Obama and the Middle Class: Two Big Blindspots
I am thankful each and every day that Barack Obama won the 2012 election, and that he is our president instead of Mitt Romney. The current version of the Republican Party is the most extreme, cynical, and utterly heartless group of people I have ever witnessed in American politics- and I have witnessed a lot in my 30-plus years in politics. I am proud of the president for the good things he has done on many different issues, and for many of the fights he has chosen to take on.
But on economic policy, and especially on fighting for the middle class, this President has two blind spots the size of a Mack truck.
The first is Wall Street. Obama’s first term Secretary of the Treasury Tim Geithner believed that the most important thing in making the economy work better was to help the biggest banks on Wall Street, and Obama’s current Attorney General openly admits in official testimony to Congress that he is hesitant to prosecute criminals who are executives at big banks because it might hurt those companies, and therefore, apparently, the broader economy. These policies are bad economics, bad morality, and bad politics. This allegiance to Wall Street’s interests has drained vast amounts of money out of productive investments in the real economy, put millions of homeowners underwater on their mortgages or into foreclosure, made big bank execs feel free to commit financial fraud, and allowed continued dangerous speculation in our financial markets that could lead to another financial panic in the not too distant future. These pro-Wall Street policies have slowed the economy down dramatically. Favoring the biggest banks over the rest of the economy is terrible policy if you want to help the middle class.
The other huge blind spot is on Obama’s great desire to strike this “grand bargain”, including cutting Social Security and Medicare benefits. He seems obsessed with the idea, offering it up to the Republicans over and over and over again, no matter how many times they say no. He is dead wrong on this issue, and Democrats in Congress should fight him on it tooth and nail.
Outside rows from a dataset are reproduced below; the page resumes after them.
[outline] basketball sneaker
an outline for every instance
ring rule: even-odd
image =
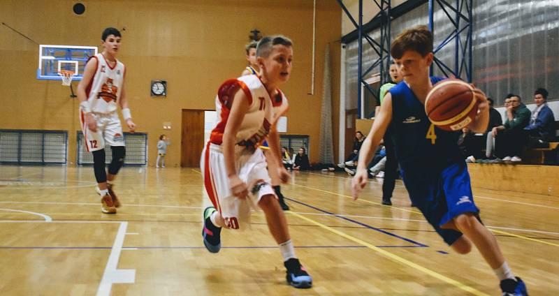
[[[114,186],[113,184],[107,184],[107,190],[109,191],[109,195],[111,198],[112,198],[112,204],[115,205],[115,207],[120,207],[120,200],[118,200],[117,195],[115,194],[115,191],[112,190]]]
[[[222,228],[215,225],[212,223],[212,214],[216,212],[213,207],[208,207],[204,209],[204,225],[202,228],[202,237],[204,239],[204,246],[210,253],[217,253],[222,249],[220,234]]]
[[[289,209],[289,206],[285,203],[285,197],[283,194],[282,194],[282,188],[280,186],[275,186],[274,192],[275,192],[275,195],[277,195],[277,201],[280,202],[280,207],[282,207],[282,209],[284,211],[288,211]]]
[[[307,288],[312,286],[312,278],[299,262],[299,259],[290,258],[284,262],[287,269],[287,283],[298,288]]]
[[[101,199],[101,210],[105,214],[117,214],[117,208],[112,203],[112,198],[106,194]]]
[[[516,276],[516,280],[507,279],[501,281],[500,285],[502,291],[502,296],[528,296],[528,291],[526,285],[522,280]]]

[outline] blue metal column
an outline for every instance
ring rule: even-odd
[[[349,11],[347,10],[342,0],[336,0],[340,4],[340,6],[345,13],[346,15],[351,21],[354,26],[357,29],[358,38],[357,44],[358,57],[357,57],[357,77],[358,80],[357,86],[357,116],[358,118],[361,118],[363,112],[363,106],[361,106],[361,84],[363,85],[375,97],[378,97],[378,89],[373,89],[368,84],[367,84],[363,79],[370,73],[375,68],[379,68],[379,73],[381,74],[381,85],[384,84],[389,80],[389,75],[387,71],[390,65],[390,13],[391,13],[391,0],[372,0],[379,9],[379,13],[375,16],[373,19],[378,18],[380,20],[381,26],[381,38],[379,42],[372,39],[368,34],[363,34],[363,0],[359,0],[359,11],[358,22],[351,16]],[[363,71],[363,39],[367,40],[369,45],[372,47],[375,52],[379,55],[379,59],[375,61],[372,65],[369,67],[365,72]]]
[[[433,75],[435,66],[443,73],[447,77],[454,76],[456,78],[472,82],[472,0],[456,0],[456,6],[453,6],[445,0],[429,0],[429,29],[435,34],[435,2],[436,1],[441,10],[450,20],[454,27],[451,34],[443,41],[435,46],[433,53],[435,60],[430,70],[430,75]],[[465,38],[463,36],[465,31]],[[446,45],[454,40],[454,64],[453,68],[437,59],[437,53],[444,50]]]

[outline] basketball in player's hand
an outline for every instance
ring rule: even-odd
[[[459,79],[437,83],[425,100],[425,112],[439,128],[456,131],[467,126],[477,114],[474,87]]]

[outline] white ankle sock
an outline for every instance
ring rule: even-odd
[[[293,246],[291,240],[280,244],[277,245],[280,247],[280,251],[282,252],[282,256],[284,257],[284,261],[287,261],[291,258],[296,258],[295,256],[295,249]]]
[[[514,277],[514,275],[512,274],[512,272],[511,272],[511,269],[509,267],[509,265],[507,263],[507,261],[504,261],[500,267],[493,269],[493,272],[495,272],[495,275],[499,278],[499,281],[502,281],[507,279],[511,279],[515,281],[516,280],[516,279]]]
[[[218,214],[217,211],[215,211],[213,213],[212,213],[212,214],[210,215],[210,221],[212,221],[212,224],[213,224],[214,226],[215,226],[215,227],[222,227],[222,226],[219,226],[217,224],[217,222],[215,222],[215,218],[217,216],[217,214]]]

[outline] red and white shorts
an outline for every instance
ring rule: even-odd
[[[82,124],[83,140],[87,152],[105,149],[105,144],[110,146],[124,146],[122,126],[117,112],[108,114],[92,113],[97,121],[97,131],[92,131],[85,124],[85,114],[80,110],[80,122]]]
[[[214,207],[225,220],[226,228],[239,229],[250,223],[251,209],[257,208],[263,196],[275,197],[266,168],[266,160],[259,148],[254,151],[235,147],[235,167],[239,178],[247,184],[249,194],[239,198],[231,193],[222,147],[208,143],[202,151],[200,168],[204,187]],[[243,226],[243,227],[244,227]]]

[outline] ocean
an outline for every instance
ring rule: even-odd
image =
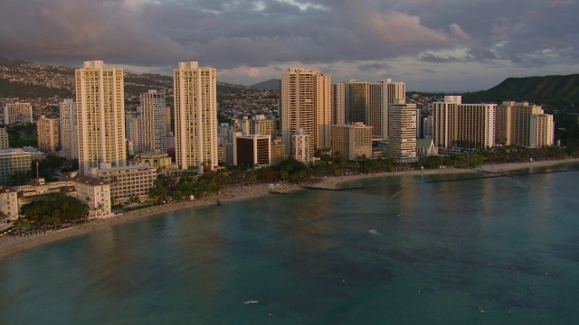
[[[1,259],[0,324],[574,324],[578,169],[361,180],[119,224]]]

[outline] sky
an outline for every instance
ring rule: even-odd
[[[197,60],[243,85],[302,67],[473,91],[578,73],[578,14],[579,0],[2,0],[0,56],[166,75]]]

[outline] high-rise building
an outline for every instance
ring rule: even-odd
[[[176,162],[181,169],[211,170],[218,165],[215,69],[179,62],[174,89]]]
[[[149,90],[141,94],[143,151],[166,152],[166,110],[165,93]]]
[[[10,176],[17,172],[30,171],[32,153],[22,149],[0,150],[0,184],[10,181]]]
[[[44,116],[42,116],[36,121],[38,150],[44,153],[56,153],[59,151],[61,132],[58,122],[56,118],[47,118]]]
[[[4,124],[33,123],[33,107],[30,103],[8,103],[4,107]]]
[[[432,103],[432,138],[439,148],[495,144],[495,104],[462,104],[460,96]]]
[[[346,88],[344,82],[332,85],[332,125],[346,123]]]
[[[531,148],[540,148],[555,144],[555,122],[550,114],[532,114],[529,121],[529,144]]]
[[[171,109],[171,107],[165,107],[165,129],[166,130],[166,135],[169,135],[169,133],[173,132],[173,122],[171,120],[171,111],[173,109]]]
[[[289,154],[294,152],[291,136],[301,129],[309,135],[308,156],[316,148],[331,145],[330,77],[318,71],[291,68],[281,78],[280,124]]]
[[[301,129],[291,135],[291,153],[290,155],[298,162],[308,163],[313,157],[309,146],[311,145],[311,135],[303,132]]]
[[[332,105],[335,110],[344,107],[345,123],[363,122],[373,127],[374,139],[388,139],[388,106],[401,100],[405,102],[403,82],[390,79],[380,82],[351,79],[334,85],[333,89]]]
[[[531,116],[543,115],[543,107],[527,102],[503,102],[497,107],[495,141],[503,145],[535,147],[531,143]],[[551,145],[547,144],[547,145]]]
[[[422,111],[420,109],[416,109],[416,138],[420,139],[422,137]]]
[[[105,68],[101,60],[85,61],[75,76],[81,172],[101,162],[125,166],[123,70]]]
[[[342,162],[372,158],[372,126],[362,122],[332,126],[332,153]]]
[[[132,154],[142,153],[144,151],[144,132],[143,116],[141,114],[135,112],[125,114],[125,134],[127,135],[127,139],[133,144]]]
[[[64,99],[58,104],[61,113],[61,155],[66,159],[79,158],[79,133],[76,120],[76,103]]]
[[[8,133],[5,127],[0,127],[0,150],[8,149]]]
[[[237,136],[233,142],[233,165],[249,168],[266,167],[271,163],[270,135]]]
[[[416,105],[393,103],[388,106],[390,156],[407,162],[416,158]]]
[[[370,120],[368,88],[369,82],[365,81],[350,79],[344,83],[346,123],[367,124]]]
[[[275,120],[267,119],[263,115],[256,115],[250,121],[250,135],[275,136]]]

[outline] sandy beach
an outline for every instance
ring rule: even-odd
[[[474,169],[457,169],[454,167],[423,170],[423,171],[407,171],[407,172],[379,172],[369,174],[355,174],[337,177],[325,177],[322,181],[308,184],[309,188],[319,188],[326,190],[336,190],[339,185],[346,181],[351,181],[360,179],[386,177],[386,176],[412,176],[412,175],[429,175],[441,173],[467,173],[467,172],[497,172],[516,171],[531,167],[547,167],[563,163],[579,162],[579,158],[565,160],[539,161],[527,162],[509,162],[509,163],[491,163],[484,164]],[[278,182],[275,182],[276,184]],[[275,192],[285,193],[299,190],[299,185],[283,184],[281,187],[273,190]],[[231,186],[222,190],[220,194],[210,195],[201,200],[193,201],[181,201],[176,203],[169,203],[162,206],[154,206],[151,208],[141,209],[135,211],[124,212],[111,218],[104,219],[93,219],[87,223],[71,227],[62,230],[51,230],[46,232],[39,232],[34,235],[24,237],[0,237],[0,258],[14,253],[25,250],[36,246],[62,240],[77,236],[85,235],[99,229],[106,228],[120,223],[139,219],[161,213],[176,211],[181,209],[202,208],[217,204],[217,200],[221,204],[227,204],[235,200],[248,200],[270,194],[272,189],[269,183],[259,183],[253,185]]]

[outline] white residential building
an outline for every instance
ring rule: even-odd
[[[101,60],[85,61],[75,76],[81,172],[100,163],[125,166],[123,70],[105,68]]]
[[[111,167],[106,163],[100,168],[92,168],[89,176],[110,184],[112,204],[128,202],[133,197],[145,201],[157,180],[157,169],[147,164]]]
[[[143,151],[166,153],[165,93],[149,90],[140,97]]]
[[[66,159],[79,158],[79,133],[76,120],[76,103],[64,99],[59,103],[61,113],[61,155]]]
[[[294,153],[291,136],[301,129],[309,137],[308,156],[331,146],[331,79],[318,71],[291,68],[281,78],[280,125],[288,154]]]
[[[33,107],[30,103],[8,103],[4,107],[4,124],[33,123]]]
[[[5,184],[17,172],[30,171],[31,153],[23,149],[0,150],[0,184]]]
[[[42,116],[36,120],[38,150],[43,153],[56,153],[60,149],[61,131],[59,120]]]

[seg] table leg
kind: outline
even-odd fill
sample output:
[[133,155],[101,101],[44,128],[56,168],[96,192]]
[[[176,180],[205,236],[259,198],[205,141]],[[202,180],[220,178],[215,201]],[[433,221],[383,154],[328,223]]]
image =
On Medicare, there are plenty of ways to save serious money without hurting seniors. Negotiate drug prices, for example. Bring younger, healthier people into the Medicare pool. Ask hospitals, who cut a sweet deal in the health reform negotiating process, to find more cost savings. Squeeze the medical equipment industry more. Re-orient health care toward paying for good outcomes rather than fee for service. There’s a ton of savings to be had if we would take on the big health industry special interests, but Republicans have no interest in doing that. They want to squeeze those old people Paul Ryan describes as the “takers” in society. And because Obama wants to have a grand bargain with the Republicans, he has at various points offered up raising the retirement age (although he seems to have backed away from that offer, which is good given that the blue collar folks helped by Medicare and Social Security don’t enjoy the benefits of longer life expectancy nearly as much as high income people) and means testing Medicare. Do these proposals make good sense? Do they help the middle class? Who cares, we have to be bipartisan!
On Social Security, the president keeps suggesting a benefit cut called Chained CPI. The theory is that when inflation goes up, people can always substitute lower cost items- you know, if the cost of Ferraris heads north you can always switch to buying a Cadillac. The problem is that most seniors these days are retiring without pensions, their houses are worth less than used to be, and they don’t have the kind of savings that earlier generations of seniors did. They aren’t choosing between Ferraris and Cadillacs, they are choosing between cottage cheese and Velveeta at the grocery store. The product substitution thing on inflation that economists theorize about just doesn’t work with people on low fixed incomes.